Molecular mechanism for self-protection against the type VI secretion system inVibrio cholerae

Abstract

VgrG proteins form the spike of the type VI secretion system (T6SS) syringe-like complex. VgrG3 of Vibrio cholerae degrades the peptidoglycan cell wall of rival bacteria via its C-terminal region (VgrG3C) through its muramidase activity. VgrG3C consists of a peptidoglycan-binding domain (VgrG3C(PGB)) and a putative catalytic domain (VgrG3C(CD)), and its activity can be inhibited by its immunity protein partner TsiV3. Here, the crystal structure of V. cholerae VgrG3C(CD) in complex with TsiV3 is presented at 2.3 Å resolution. VgrG3C(CD) adopts a chitosanase fold.

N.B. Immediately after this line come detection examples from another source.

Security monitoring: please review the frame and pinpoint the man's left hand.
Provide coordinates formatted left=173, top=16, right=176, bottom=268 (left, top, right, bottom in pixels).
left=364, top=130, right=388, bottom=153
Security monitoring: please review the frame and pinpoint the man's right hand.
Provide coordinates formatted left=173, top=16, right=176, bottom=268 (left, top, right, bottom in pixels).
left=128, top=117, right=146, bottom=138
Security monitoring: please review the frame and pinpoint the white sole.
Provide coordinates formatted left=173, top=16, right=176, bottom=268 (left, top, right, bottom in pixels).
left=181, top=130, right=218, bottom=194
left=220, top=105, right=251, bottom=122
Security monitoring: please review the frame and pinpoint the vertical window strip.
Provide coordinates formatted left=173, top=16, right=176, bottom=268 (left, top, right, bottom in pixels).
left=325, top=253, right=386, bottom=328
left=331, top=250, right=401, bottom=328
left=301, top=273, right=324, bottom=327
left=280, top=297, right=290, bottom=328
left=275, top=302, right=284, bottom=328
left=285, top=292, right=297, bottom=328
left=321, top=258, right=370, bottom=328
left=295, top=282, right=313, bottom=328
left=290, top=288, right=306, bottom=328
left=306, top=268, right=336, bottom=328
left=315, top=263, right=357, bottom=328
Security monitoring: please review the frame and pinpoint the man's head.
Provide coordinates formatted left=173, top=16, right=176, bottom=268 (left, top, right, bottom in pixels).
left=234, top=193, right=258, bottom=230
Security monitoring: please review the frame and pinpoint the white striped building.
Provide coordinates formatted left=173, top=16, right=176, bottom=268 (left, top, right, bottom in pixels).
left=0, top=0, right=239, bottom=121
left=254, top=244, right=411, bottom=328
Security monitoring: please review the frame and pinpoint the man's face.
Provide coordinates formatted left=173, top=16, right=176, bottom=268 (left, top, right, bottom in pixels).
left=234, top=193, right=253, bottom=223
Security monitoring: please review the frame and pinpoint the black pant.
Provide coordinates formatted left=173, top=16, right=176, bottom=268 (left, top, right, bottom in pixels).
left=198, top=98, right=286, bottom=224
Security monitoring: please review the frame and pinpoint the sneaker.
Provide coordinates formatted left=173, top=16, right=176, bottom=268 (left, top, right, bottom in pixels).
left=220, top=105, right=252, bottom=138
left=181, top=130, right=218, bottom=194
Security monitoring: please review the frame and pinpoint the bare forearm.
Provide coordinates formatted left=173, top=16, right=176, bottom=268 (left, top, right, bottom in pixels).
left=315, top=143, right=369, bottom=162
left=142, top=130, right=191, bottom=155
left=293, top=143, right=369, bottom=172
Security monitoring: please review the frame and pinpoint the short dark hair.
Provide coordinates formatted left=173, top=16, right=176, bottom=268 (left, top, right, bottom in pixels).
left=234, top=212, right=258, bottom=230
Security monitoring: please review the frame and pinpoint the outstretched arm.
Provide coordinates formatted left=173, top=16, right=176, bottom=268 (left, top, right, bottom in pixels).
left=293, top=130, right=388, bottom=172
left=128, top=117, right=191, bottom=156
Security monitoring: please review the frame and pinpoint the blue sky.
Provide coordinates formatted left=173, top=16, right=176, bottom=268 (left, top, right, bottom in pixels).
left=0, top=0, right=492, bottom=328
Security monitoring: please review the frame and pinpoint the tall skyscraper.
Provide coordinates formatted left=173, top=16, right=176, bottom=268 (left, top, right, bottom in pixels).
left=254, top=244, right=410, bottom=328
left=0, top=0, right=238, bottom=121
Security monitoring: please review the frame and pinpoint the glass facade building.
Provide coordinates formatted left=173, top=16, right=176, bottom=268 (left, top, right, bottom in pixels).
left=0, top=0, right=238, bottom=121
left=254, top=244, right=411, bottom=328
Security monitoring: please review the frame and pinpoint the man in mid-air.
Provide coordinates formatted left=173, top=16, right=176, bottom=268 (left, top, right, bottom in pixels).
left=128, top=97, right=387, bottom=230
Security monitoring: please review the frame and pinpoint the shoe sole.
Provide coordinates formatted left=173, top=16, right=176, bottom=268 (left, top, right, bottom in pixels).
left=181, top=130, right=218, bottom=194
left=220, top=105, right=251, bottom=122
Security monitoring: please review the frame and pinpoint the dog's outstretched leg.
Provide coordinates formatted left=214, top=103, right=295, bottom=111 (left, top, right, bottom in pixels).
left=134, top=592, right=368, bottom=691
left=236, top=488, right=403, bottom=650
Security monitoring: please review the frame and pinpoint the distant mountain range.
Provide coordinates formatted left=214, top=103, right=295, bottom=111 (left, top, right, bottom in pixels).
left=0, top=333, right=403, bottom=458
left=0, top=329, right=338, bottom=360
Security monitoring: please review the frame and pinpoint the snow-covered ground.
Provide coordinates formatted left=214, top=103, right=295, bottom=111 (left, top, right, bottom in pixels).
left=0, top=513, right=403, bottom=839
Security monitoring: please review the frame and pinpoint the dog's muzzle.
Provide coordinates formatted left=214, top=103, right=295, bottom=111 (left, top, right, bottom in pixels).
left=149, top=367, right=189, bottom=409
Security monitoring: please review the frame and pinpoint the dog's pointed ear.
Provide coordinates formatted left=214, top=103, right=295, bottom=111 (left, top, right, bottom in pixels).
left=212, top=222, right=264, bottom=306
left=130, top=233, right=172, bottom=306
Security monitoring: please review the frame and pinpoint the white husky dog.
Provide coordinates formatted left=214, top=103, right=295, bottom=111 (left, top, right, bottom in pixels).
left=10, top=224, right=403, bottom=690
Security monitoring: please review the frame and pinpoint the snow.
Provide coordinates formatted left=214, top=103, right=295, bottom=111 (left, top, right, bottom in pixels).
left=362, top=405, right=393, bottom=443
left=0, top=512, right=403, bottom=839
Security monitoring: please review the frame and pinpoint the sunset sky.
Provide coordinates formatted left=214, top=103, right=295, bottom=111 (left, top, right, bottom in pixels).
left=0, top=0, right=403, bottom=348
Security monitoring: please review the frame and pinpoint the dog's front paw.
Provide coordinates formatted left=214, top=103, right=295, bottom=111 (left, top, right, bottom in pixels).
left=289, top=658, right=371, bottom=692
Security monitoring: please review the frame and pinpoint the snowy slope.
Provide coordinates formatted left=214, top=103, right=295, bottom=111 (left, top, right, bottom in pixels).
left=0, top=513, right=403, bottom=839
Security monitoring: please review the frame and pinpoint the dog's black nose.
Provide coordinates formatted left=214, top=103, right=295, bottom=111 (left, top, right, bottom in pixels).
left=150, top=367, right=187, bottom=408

A dimer of TsiV3 is bound in the deep active-site groove of VgrG3C(CD), occluding substrate binding and distorting the conformation of the catalytic dyad. Gln91 and Arg92 of TsiV3 are located in the centre of the interface and are important for recognition of VgrG3C. Mutation of these residues destabilized the complex and abolished the inhibitory activity of TsiV3 against VgrG3C toxicity in cells. Disruption of TsiV3 dimerization also weakened the complex and impaired the inhibitory activity. These structural, biochemical and functional data define the molecular mechanism underlying the self-protection of V.cholerae and expand the understanding of the role of T6SS in bacterial competition.